A eccezione di alcuni nemici di base, con caratteristiche in parte mutuate dal gioco precedente, fanno la loro comparsa alcuni avversari in grado di mescolare le carte in tavola e costringere il giocatore ad adottare un approccio leggermente più strategico del solito, specialmente se si sceglie la modalità più impegnativa. Le boss fight, sebbene non siano molte, risultano essere quasi tutte ben congegnate e avvincenti, con quella finale che rappresenta un fulgido esempio del meglio che The Evil Within 2 è in grado di offrire.
Non mancano scene cruente, situazioni in cui la prospettiva del giocatore sarà completamente messa in subbuglio e nemmeno quel senso di appagamento che un seguito decisamente più convincente dell’opera prima è in grado di dare. Le musiche sono sempre efficaci nell’accompagnare le diverse fasi di gioco, con parti acute di violino e rumori liquidi, suoni talvolta ovattati, altre volte più sinuosi, striscianti e avvolgenti.
Tecnicamente The Evil Within 2 riesce a mantenere una buona solidità del frame rate, tranne nei primi secondi in cui viene ricaricata una partita e vi trovate nel bel mezzo della città. Lo STEM Engine, derivato dall’id Tech 5, assicura una buona stabilità, ma presenta anche qualche incertezza nel caricamento dei diversi strati di texture e di alcuni elementi degli scenari all’aperto. Molto buona è invece la modellazione poligonale dei personaggi principali, mentre è evidente quanto alcuni elementi, sempre nelle fasi in esterna, siano stati realizzati in modo un po’ approssimativo.
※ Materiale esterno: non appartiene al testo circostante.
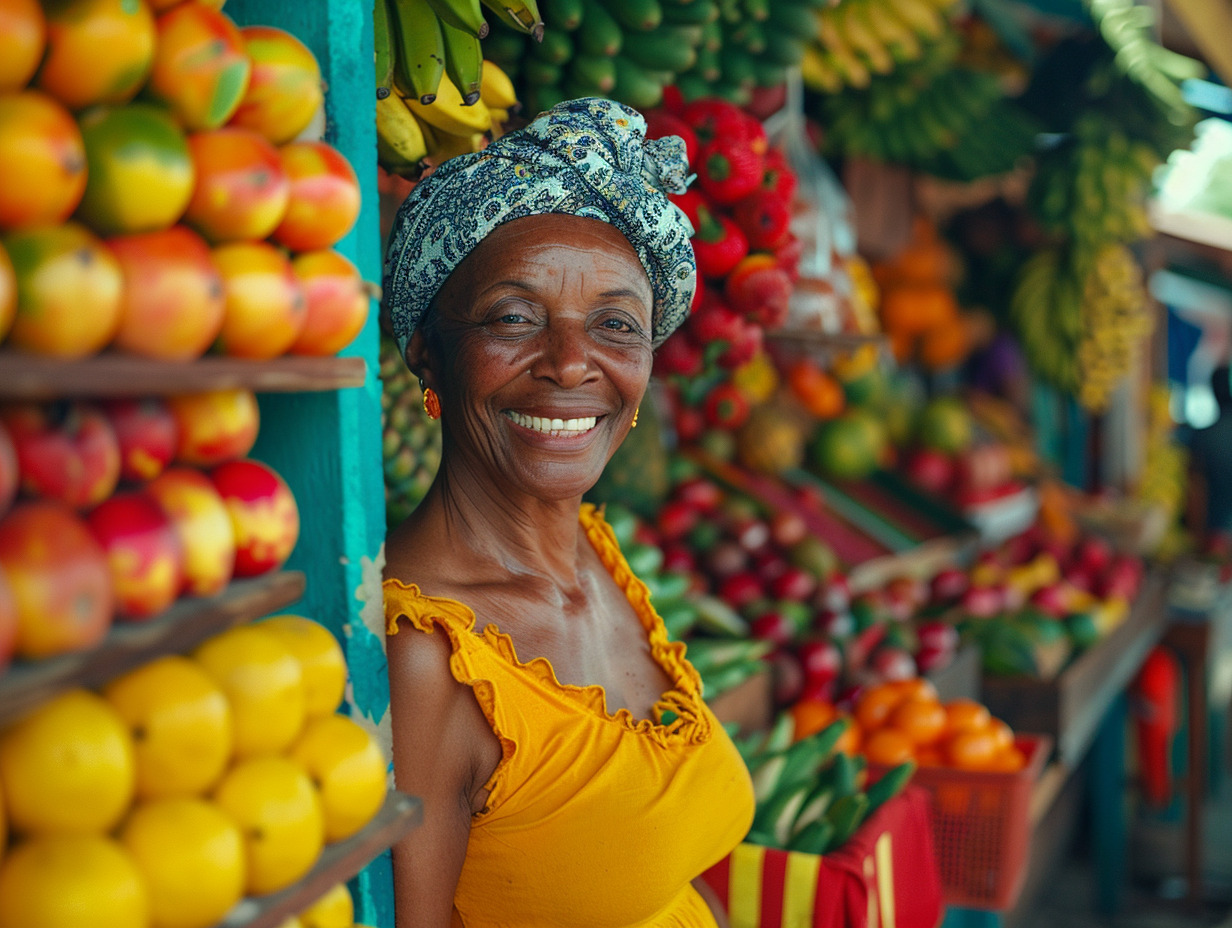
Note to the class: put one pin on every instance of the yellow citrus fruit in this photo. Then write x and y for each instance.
(334, 910)
(70, 880)
(348, 769)
(264, 684)
(22, 36)
(280, 815)
(320, 657)
(97, 51)
(191, 857)
(68, 767)
(180, 722)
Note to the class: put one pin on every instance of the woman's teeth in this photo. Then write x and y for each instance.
(552, 427)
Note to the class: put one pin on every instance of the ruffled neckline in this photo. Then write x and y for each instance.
(678, 714)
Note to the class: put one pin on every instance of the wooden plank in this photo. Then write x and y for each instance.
(128, 645)
(339, 862)
(31, 377)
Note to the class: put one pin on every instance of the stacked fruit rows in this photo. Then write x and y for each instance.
(186, 784)
(158, 195)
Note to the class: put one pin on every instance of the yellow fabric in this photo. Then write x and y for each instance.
(594, 820)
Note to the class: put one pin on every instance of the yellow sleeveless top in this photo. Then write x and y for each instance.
(594, 820)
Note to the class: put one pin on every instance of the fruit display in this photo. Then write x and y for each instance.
(410, 441)
(160, 194)
(812, 793)
(123, 507)
(436, 94)
(197, 780)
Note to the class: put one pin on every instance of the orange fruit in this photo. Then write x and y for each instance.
(265, 303)
(975, 749)
(922, 720)
(285, 90)
(965, 715)
(324, 196)
(875, 705)
(242, 190)
(139, 174)
(812, 715)
(42, 160)
(22, 37)
(336, 302)
(201, 69)
(97, 52)
(69, 291)
(887, 747)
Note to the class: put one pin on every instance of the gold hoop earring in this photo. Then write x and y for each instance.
(431, 404)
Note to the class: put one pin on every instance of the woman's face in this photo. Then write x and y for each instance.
(541, 351)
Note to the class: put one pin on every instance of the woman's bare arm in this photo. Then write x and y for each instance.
(441, 742)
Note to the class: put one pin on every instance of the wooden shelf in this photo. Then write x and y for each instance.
(338, 863)
(31, 377)
(128, 645)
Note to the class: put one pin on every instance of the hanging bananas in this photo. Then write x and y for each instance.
(436, 96)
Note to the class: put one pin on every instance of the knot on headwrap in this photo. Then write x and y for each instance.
(585, 158)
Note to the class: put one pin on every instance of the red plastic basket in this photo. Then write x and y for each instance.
(982, 826)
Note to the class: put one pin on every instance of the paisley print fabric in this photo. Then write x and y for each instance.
(585, 157)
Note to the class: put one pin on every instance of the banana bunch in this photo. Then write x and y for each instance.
(1095, 186)
(853, 41)
(811, 796)
(1116, 321)
(929, 116)
(436, 95)
(1082, 318)
(410, 441)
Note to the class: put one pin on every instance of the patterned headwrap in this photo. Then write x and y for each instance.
(585, 158)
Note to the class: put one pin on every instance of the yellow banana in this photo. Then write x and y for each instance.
(450, 113)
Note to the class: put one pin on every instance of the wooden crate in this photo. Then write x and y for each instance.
(1071, 705)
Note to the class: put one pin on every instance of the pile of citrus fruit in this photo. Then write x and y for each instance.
(904, 720)
(182, 786)
(164, 192)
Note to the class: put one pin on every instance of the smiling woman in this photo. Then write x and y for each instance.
(571, 773)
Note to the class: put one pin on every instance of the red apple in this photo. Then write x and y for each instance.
(59, 579)
(821, 659)
(675, 519)
(203, 526)
(930, 470)
(65, 451)
(10, 477)
(148, 435)
(143, 552)
(216, 425)
(8, 622)
(949, 584)
(264, 514)
(794, 584)
(773, 625)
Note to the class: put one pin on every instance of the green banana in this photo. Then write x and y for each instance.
(465, 15)
(420, 48)
(599, 35)
(463, 62)
(521, 15)
(636, 15)
(382, 42)
(401, 142)
(561, 14)
(669, 48)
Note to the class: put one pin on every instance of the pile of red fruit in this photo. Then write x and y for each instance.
(112, 510)
(741, 211)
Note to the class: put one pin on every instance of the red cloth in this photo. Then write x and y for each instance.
(886, 876)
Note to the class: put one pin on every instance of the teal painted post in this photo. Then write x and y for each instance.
(328, 445)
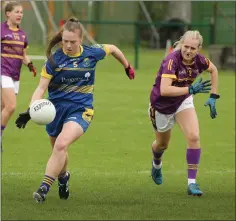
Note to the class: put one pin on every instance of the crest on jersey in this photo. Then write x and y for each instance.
(86, 62)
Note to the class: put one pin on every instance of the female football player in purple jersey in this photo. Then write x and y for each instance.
(171, 101)
(13, 54)
(69, 77)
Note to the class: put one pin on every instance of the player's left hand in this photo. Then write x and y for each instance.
(32, 68)
(130, 72)
(23, 119)
(211, 102)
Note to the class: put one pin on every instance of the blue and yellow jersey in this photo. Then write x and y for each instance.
(72, 77)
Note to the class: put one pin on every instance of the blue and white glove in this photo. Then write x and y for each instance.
(200, 87)
(211, 102)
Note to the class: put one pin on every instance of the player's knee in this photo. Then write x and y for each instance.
(159, 145)
(60, 146)
(193, 137)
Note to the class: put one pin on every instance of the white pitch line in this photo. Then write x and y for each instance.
(37, 57)
(76, 173)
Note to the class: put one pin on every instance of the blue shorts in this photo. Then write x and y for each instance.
(66, 112)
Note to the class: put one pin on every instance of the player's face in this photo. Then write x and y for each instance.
(16, 15)
(190, 48)
(71, 42)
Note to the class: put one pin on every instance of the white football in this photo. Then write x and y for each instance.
(42, 111)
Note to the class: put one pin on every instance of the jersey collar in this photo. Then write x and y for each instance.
(75, 55)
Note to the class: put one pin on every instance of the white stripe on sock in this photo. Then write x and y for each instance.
(157, 166)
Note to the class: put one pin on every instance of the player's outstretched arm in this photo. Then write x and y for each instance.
(24, 117)
(118, 54)
(167, 89)
(211, 102)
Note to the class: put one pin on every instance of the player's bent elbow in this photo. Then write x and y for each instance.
(164, 92)
(112, 48)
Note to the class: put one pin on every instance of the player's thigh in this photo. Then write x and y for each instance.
(52, 140)
(71, 131)
(188, 122)
(8, 97)
(162, 138)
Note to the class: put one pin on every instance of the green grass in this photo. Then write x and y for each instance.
(110, 164)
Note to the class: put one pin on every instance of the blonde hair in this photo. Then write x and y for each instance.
(192, 34)
(71, 24)
(10, 5)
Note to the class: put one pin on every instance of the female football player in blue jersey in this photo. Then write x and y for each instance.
(69, 76)
(171, 101)
(13, 53)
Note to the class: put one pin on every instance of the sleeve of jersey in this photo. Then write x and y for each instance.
(26, 43)
(169, 69)
(203, 63)
(47, 70)
(101, 51)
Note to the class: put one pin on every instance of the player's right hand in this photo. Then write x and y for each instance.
(130, 72)
(23, 119)
(200, 87)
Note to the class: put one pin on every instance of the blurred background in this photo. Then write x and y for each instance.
(138, 24)
(110, 165)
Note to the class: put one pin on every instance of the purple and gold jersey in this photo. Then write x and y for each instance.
(13, 43)
(182, 75)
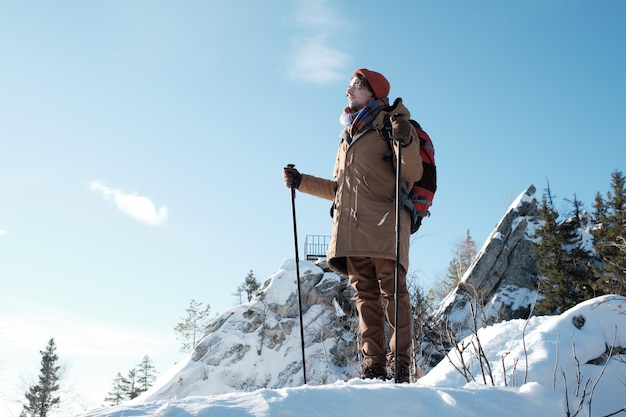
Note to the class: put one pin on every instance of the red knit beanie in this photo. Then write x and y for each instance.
(378, 83)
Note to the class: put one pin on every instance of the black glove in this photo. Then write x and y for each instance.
(292, 177)
(401, 129)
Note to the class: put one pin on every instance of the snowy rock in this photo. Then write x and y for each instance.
(258, 344)
(503, 277)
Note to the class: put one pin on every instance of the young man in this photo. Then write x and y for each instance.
(363, 239)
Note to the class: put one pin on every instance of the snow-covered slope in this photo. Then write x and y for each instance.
(548, 353)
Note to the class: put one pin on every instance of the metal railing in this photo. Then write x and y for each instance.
(315, 246)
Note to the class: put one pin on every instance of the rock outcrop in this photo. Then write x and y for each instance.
(501, 283)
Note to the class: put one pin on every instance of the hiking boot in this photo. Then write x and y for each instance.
(404, 372)
(374, 371)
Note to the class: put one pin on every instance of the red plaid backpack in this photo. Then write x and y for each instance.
(421, 195)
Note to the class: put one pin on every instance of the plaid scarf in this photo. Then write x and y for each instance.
(361, 120)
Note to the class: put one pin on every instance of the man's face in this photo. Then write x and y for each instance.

Al di là di queste piccole imperfezioni, non esiste davvero nessun motivo per cui dobbiate lasciarvi scappare The Evil Within 2, che rappresenta un instant classic, un passo in avanti per il franchise e un’avventura che gli amanti degli action/survival horror – e non solo – ameranno.
La data di uscita di
The Evil Within 2
è fissata per venerdì 13 ottobre su PS4, PC, Xbox One.
– Storia e avventura molto solide e convincenti
– Sparite quasi del tutto le fasi di sbarramento e le incertezze del predecessore
– Ottima struttura di gioco e grande gestione della progressione, con ritmi ben calcolati
– Le fasi sandbox all’aperto non convincono del tutto
– Nelle aree esterne si perde un po’ di dettaglio
– Incertezze nel caricamento delle texture, qualche sbavatura grafica
Nonostante sia macchiato da un paio di fasi sandbox poco convincenti, The Evil Within 2 è un prodotto solido e in grado di raggiungere anche punte di eccellenza. Grazie a una storia che approfondisce il personaggio principale, la sua famiglia e un paio di comprimari, all’eliminazione di quei momenti che poco avevano convinto nel titolo precedente, e a una struttura di gioco più organizzata e in grado di coinvolgere e assorbire il giocatore, l’opera di Tango Gameworks riesce a fare centro e a rafforzare il franchise, che potrebbe ulteriormente aprirsi a ulteriori e interessanti idee.